Applejack has a venerable tradition in the United States, particularly in the Northeast. In colonial times, people would leave barrels of hard cider out during the winter and repeatedly skim off the ice that formed inside. Because alcohol has a much lower freezing point than water, the skimmed ice would be mostly water, which would have the effect of increasing the concentration of alcohol in the liquid that remained. This method of production is called fractional freezing. The problem with it is that ethanol is not the only kind of alcohol in hard cider that is concentrated by fractional freezing. Fermentation of apples (and of grains and other fermentable substances) does not just produce ethanol. It also produces small quantities of methanol and fusel alcohols, which are highly toxic. They're not a problem in hard cider or beer or wine, but they are a problem in a spirit produced by fractional freezing. Nobody with any sense makes spirits this way any more, and it has been thus for more than two hundred years.

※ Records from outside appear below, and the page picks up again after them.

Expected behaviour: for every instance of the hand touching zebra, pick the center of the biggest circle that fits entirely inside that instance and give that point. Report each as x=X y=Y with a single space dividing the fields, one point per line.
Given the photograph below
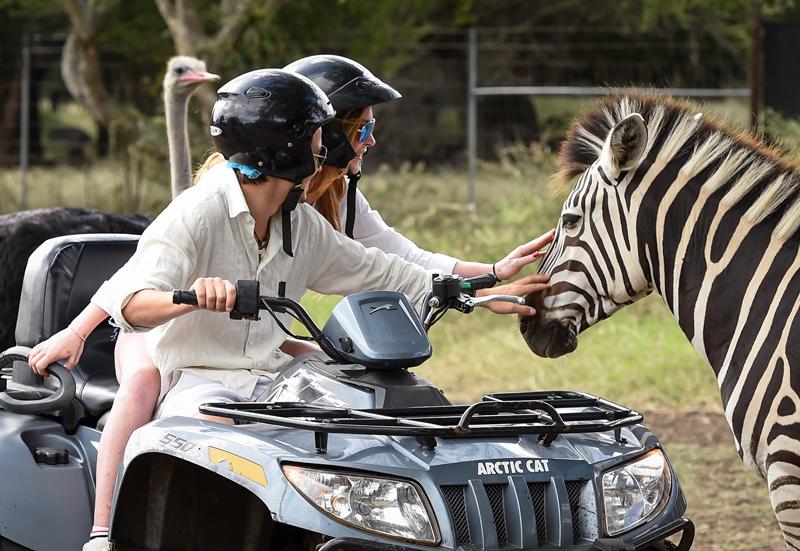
x=672 y=202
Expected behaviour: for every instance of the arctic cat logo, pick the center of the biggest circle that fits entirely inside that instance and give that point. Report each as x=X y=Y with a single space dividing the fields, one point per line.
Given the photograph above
x=517 y=466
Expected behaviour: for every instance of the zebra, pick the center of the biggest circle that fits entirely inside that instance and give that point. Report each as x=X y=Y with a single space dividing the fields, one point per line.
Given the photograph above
x=672 y=201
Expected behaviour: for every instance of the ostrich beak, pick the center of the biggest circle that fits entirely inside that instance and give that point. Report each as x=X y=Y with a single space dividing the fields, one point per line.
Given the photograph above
x=199 y=77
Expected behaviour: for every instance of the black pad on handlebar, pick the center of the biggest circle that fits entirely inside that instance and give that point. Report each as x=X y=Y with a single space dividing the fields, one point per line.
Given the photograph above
x=56 y=401
x=247 y=300
x=472 y=284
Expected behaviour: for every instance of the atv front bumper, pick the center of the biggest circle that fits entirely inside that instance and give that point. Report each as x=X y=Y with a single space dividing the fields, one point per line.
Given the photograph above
x=683 y=525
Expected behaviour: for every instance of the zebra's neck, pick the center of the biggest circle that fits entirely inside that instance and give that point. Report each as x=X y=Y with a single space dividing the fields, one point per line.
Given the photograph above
x=724 y=277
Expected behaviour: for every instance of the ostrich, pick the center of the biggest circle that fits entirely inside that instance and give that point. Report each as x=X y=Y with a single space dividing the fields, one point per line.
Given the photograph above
x=22 y=232
x=184 y=75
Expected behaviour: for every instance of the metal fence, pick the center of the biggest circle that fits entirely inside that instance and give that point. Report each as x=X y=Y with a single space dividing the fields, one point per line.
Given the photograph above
x=467 y=92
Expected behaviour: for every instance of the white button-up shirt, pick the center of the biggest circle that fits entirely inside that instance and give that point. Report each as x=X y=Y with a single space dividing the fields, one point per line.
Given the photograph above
x=371 y=231
x=207 y=231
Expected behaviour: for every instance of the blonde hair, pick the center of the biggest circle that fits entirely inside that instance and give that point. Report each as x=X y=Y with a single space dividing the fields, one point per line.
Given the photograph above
x=328 y=186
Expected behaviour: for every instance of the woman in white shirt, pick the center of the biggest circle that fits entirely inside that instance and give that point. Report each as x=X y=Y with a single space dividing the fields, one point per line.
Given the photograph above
x=140 y=382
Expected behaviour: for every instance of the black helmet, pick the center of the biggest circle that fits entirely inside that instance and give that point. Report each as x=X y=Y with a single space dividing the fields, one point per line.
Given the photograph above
x=349 y=85
x=265 y=119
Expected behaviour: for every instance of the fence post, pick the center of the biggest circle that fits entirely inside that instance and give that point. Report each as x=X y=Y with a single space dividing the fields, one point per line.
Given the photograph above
x=472 y=114
x=24 y=123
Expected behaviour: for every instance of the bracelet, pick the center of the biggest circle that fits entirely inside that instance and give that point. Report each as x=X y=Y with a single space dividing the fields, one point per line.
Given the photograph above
x=81 y=337
x=494 y=272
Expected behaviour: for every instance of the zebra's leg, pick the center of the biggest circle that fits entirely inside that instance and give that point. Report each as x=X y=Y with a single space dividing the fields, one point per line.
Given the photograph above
x=782 y=467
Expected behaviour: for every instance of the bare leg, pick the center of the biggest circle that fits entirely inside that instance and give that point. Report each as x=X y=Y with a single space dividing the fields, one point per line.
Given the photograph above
x=140 y=383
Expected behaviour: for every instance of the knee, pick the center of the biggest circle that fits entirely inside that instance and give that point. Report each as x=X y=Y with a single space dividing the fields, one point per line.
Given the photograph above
x=142 y=384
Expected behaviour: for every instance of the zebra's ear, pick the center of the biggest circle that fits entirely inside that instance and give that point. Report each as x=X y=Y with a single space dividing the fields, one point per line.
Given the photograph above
x=624 y=145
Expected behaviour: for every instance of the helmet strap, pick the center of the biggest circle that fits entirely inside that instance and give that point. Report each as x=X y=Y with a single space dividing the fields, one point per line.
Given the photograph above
x=287 y=207
x=352 y=186
x=249 y=172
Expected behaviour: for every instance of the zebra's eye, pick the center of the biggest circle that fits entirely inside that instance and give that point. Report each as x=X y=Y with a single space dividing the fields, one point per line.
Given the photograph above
x=570 y=221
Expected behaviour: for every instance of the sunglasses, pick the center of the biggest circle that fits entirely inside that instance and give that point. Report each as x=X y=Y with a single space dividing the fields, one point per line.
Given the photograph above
x=366 y=131
x=320 y=157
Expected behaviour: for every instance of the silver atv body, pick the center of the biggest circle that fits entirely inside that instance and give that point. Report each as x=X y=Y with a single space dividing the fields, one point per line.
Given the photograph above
x=513 y=471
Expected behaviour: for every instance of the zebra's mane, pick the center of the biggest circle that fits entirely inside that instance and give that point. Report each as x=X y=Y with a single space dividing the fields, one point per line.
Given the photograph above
x=742 y=162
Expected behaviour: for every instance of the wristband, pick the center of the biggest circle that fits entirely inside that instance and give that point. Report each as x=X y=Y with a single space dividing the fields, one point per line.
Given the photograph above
x=81 y=337
x=494 y=273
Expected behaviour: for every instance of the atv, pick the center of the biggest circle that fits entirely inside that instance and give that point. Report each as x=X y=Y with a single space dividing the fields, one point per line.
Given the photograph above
x=346 y=450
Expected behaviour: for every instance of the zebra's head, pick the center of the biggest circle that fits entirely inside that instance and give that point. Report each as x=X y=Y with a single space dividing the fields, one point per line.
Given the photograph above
x=593 y=262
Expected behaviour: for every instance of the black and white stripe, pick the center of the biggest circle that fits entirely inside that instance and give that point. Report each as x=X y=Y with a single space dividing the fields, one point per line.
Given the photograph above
x=672 y=202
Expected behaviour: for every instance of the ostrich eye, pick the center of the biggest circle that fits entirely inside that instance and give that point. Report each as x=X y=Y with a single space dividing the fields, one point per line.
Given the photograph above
x=570 y=221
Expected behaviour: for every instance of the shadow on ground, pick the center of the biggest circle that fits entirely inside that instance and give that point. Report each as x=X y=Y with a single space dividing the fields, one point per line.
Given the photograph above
x=728 y=504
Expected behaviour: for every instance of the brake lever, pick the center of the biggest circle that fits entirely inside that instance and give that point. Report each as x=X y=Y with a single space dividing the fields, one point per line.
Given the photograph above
x=472 y=302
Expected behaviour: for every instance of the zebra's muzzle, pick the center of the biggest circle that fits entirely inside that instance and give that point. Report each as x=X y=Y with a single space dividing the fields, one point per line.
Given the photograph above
x=548 y=339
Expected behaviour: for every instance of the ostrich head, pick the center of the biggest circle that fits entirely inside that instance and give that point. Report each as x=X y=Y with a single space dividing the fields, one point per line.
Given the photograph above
x=185 y=74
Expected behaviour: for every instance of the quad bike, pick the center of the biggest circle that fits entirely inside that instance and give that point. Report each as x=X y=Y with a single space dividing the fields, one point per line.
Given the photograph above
x=346 y=450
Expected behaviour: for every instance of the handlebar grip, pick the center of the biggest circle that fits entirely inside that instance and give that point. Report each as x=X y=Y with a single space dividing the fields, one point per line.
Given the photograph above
x=184 y=297
x=58 y=400
x=472 y=284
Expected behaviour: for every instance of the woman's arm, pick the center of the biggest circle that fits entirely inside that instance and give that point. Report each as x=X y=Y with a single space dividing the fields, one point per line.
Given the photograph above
x=372 y=231
x=68 y=343
x=151 y=308
x=511 y=264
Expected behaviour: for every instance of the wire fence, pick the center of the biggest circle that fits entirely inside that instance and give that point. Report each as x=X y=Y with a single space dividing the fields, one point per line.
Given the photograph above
x=467 y=93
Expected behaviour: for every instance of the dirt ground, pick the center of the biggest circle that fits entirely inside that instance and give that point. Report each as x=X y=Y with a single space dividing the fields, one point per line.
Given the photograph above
x=728 y=504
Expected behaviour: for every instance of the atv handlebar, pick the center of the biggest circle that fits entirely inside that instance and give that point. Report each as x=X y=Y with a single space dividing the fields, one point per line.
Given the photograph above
x=33 y=402
x=448 y=292
x=249 y=302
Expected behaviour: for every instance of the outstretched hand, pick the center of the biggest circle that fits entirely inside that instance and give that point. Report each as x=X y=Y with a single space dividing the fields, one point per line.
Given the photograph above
x=522 y=287
x=65 y=345
x=522 y=256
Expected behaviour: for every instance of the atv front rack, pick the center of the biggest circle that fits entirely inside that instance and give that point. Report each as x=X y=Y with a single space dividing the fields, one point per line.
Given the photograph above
x=547 y=414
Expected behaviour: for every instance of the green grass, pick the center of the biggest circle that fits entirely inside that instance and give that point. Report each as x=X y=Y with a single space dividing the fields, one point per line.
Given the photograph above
x=639 y=357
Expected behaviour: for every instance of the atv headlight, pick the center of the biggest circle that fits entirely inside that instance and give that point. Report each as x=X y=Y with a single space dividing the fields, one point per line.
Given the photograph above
x=635 y=492
x=390 y=507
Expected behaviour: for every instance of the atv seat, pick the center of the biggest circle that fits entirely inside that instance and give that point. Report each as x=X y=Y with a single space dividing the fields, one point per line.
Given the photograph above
x=61 y=276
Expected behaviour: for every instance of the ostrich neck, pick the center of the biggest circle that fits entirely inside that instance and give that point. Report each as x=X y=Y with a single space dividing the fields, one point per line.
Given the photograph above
x=180 y=160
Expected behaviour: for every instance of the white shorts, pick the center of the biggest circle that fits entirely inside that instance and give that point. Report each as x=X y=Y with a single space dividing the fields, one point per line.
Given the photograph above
x=192 y=390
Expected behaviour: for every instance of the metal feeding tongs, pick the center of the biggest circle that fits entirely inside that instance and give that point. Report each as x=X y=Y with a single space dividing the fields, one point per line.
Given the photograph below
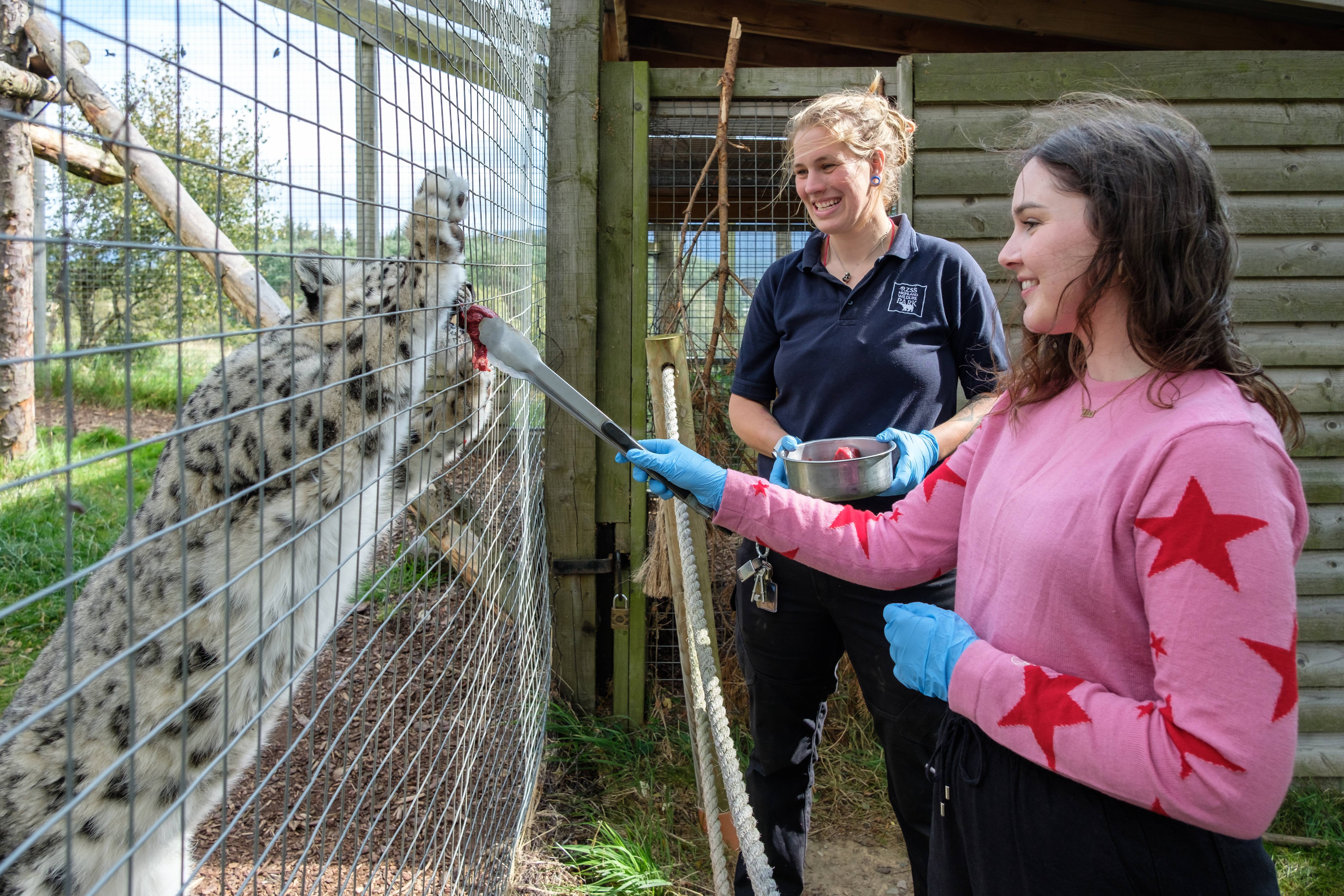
x=514 y=354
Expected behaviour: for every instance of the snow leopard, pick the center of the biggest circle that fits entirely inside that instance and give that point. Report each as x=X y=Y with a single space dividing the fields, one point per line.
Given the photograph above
x=263 y=514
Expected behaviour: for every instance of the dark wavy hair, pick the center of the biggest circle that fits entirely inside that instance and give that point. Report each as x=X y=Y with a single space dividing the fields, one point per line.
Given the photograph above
x=1158 y=209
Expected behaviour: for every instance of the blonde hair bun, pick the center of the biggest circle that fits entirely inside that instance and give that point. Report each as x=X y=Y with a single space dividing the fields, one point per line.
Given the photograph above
x=865 y=121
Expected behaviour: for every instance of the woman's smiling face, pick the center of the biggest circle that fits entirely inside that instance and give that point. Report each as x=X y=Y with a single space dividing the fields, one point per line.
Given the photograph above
x=1049 y=250
x=833 y=182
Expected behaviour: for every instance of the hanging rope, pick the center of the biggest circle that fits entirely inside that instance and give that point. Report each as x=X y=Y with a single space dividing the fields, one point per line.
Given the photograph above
x=708 y=703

The Laird family has been making applejack since 1698. Their first commercial production was in 1780, making them the oldest still-operating American distillery. Up until the 1970s, their applejack was pure apple brandy; but they have since blended it with grain neutral spirits to lighten its flavor and reduce their costs. Their bottling labeled applejack is currently about 35% apple brandy and 65% GNS. They label all the pure apple brandy as apple brandy instead of applejack. The BIB bottling that I tried last night is probably four years old or maybe a bit older. There are also 7.5 year old and 12 year old versions. All of Laird's apple brandies are aged in charred oak barrels, which brings me to my initial impression of the BIB: it's like apple whiskey. I can't claim credit for that phrase, but it is accurate. The barrels give the brandy lots of char and vanilla aromas, just like Bourbon. There's also a distinctive apple juice aroma, but the char and vanilla dominates. On the palate, it's fruit-dominated, sweet, and a little rough. It could use more time in the barrel, but it is pleasant.

Oh, and it is nothing at all like the Calvados that I had a few days ago. I'm eager to try the Laird's 12 YO to see if the age gives it more of a Calvados character. But this is enjoyable enough for what it is. *

* And before Mamacita points it out, yes, I did try this out of a plastic cup while watching fireworks at New Year's; and I didn't like it much then. Of course, drinking anything out of a plastic cup is not perfectly calculated to show it at its best advantage. It was much better last night.